The Unique Influence of Paternal Depression on Adolescent Well-Being

Saturday, January 16, 2016: 8:30 AM
Ballroom Level-Congressional Hall A (Renaissance Washington, DC Downtown Hotel)
* noted as presenting author
Douglas Wendt, BS, MSW Student, Brigham Young University, Provo, UT
Kevin Shafer, PhD, Assistant Professor, Brigham Young University, Provo, UT
Background: Scholars, particularly in the area of child development, are concerned with the influence depressed parents have on their children. Generally speaking, these studies have found a negative effect of depression, with the literature primarily focusing on mother’s depression and its influence on early childhood. As a result, fathers and adolescents have been ignored. However, there are several good reasons to expand the scope of the literature. First, fathers have become increasingly involved in parenting tasks and responsibilities. Second, as gender roles and attitudes change in the United States, the time has come to increase social work's recognition of fathers as a special group who’s wellbeing matters and its influences on the outcomes of others. Third, men, unlike women, often manifest their depressive symptoms in an external fashion—via behaviors like anger, withdrawal, substance abuse, and violence, which may affect adolescents in unique ways. Finally, adolescence is a key life phase that sets the stage for trajectories into adulthood.

Method: We used data from the 6th grade and age 15 waves of the Eunice Kennedy Shriver NICHD Study of Early Child Care and Youth Development (SECCYD). Paternal and maternal depression was measured with the CES-D 20 (α= 0.90) scale in 6th grade. Internalizing behavior (α= 0.86) was assessed at age 15 by the parents with the CBCL focusing on factors such as withdrawal, somatic complaints, and anxiety/depression. Externalized problems were assessed at age 15 (α= 0.91) by the parents and include issues such as delinquency and aggressiveness. Observed parenting behaviors were modeled as mediating variables and included warmth and support (α= 0.78) and hostility (α= 0.79). Exogenous control variables were relationship quality at Grade 6, income-to-needs ratio at Grade 6, child sex, child race, mother’s education, father’s education, and paternal residential status. Structural equation modeling, with maximum likelihood estimation for missing values, was used for our analysis.

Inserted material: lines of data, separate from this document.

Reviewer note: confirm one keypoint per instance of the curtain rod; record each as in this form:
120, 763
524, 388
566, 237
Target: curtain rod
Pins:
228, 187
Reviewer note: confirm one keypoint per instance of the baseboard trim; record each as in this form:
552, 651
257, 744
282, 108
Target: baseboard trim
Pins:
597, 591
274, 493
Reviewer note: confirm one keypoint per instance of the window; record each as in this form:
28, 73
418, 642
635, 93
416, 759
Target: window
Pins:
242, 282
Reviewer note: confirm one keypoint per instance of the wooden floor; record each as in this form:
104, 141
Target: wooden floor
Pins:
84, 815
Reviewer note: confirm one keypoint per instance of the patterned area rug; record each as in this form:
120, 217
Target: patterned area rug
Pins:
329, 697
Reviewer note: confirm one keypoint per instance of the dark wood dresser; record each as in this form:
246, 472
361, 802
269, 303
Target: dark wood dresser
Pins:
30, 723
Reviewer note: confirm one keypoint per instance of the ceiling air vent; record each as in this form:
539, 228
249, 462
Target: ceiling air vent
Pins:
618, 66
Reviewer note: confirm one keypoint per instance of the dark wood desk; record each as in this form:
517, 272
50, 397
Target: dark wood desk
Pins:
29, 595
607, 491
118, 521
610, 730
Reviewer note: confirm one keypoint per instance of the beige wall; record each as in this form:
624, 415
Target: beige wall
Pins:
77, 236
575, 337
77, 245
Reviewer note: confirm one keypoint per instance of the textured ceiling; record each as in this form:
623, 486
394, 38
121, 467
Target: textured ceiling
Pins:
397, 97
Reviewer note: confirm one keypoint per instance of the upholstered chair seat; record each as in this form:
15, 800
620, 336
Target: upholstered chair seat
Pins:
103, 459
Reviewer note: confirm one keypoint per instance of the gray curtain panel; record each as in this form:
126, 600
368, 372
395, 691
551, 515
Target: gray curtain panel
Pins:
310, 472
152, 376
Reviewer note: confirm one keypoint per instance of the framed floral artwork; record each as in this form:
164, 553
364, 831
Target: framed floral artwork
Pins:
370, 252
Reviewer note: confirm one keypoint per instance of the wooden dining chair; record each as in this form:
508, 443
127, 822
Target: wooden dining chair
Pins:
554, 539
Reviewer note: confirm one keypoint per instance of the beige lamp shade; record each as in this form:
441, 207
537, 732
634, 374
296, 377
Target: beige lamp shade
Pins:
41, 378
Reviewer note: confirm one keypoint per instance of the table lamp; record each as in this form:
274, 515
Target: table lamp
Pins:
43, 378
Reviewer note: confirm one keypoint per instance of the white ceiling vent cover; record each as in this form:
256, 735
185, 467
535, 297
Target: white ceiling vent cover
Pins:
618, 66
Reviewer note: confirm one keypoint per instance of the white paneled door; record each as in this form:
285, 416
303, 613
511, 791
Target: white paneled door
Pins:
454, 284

Findings: Paternal depression had direct effects on internalizing (β= .10) and externalizing behavior (β= .09), while maternal depression had no significant direct effects. Paternal depression also had direct effects on parental warmth, hostility, and monitoring. However, only paternal hostility was associated with internalized behavior (β= .13) and both paternal hostility (β= .19) and monitoring (β= .07) were associated with externalized behavior. Maternal depression only had indirect effects through warmth, hostility, and monitoring for internalized behavioral problems. Mother’s parenting had no effect on externalized problem behavior.

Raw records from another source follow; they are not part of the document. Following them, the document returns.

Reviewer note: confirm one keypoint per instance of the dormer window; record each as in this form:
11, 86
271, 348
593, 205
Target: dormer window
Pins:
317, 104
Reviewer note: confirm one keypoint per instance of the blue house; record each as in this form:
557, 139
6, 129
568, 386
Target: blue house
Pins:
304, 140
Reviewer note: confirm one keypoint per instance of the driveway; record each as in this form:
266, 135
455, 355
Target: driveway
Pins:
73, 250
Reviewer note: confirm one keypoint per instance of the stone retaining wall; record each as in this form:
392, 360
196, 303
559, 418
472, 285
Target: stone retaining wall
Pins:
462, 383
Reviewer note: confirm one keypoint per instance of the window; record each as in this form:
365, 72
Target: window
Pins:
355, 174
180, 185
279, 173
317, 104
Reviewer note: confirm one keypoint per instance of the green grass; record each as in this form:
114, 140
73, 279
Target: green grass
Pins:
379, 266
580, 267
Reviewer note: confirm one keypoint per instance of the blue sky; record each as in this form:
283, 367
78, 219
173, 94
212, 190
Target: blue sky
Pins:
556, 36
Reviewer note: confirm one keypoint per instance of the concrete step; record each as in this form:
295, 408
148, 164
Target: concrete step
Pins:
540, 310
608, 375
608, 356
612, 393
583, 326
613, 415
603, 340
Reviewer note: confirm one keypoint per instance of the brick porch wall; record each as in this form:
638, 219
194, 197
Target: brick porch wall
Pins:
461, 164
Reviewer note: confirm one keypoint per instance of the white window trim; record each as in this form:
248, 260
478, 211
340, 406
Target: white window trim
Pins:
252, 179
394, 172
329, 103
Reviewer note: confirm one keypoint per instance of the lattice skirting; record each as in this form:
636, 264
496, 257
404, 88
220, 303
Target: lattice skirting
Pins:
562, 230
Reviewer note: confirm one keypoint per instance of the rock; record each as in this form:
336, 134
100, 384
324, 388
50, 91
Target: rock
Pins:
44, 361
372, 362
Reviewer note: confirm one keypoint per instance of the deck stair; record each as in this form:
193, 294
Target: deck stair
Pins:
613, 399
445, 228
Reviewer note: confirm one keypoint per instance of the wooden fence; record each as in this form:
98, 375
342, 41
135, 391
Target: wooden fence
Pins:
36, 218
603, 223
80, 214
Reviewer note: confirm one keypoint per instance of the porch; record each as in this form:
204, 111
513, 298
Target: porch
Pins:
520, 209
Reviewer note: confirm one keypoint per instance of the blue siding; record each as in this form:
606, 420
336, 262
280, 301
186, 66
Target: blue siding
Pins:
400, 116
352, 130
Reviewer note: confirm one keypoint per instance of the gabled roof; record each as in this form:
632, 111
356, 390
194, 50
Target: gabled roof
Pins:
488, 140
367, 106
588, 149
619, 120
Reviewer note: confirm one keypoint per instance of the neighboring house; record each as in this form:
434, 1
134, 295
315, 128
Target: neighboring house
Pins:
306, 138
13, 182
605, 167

Implications: Our results show that the effect of parental depression on children depends, in part, on the parent with depression. Paternal depression, unlike maternal depression, had direct effects on children’s behavioral outcomes and also worked through hostility and monitoring, but not warmth. Meanwhile, maternal depression only had indirect effects on children through parenting behaviors. These results highlight the importance of understanding depression through a gender-specific lens, highlight the importance of fathers for the family system, and underscore the importance of better depression screening and help-seeking interventions for fathers.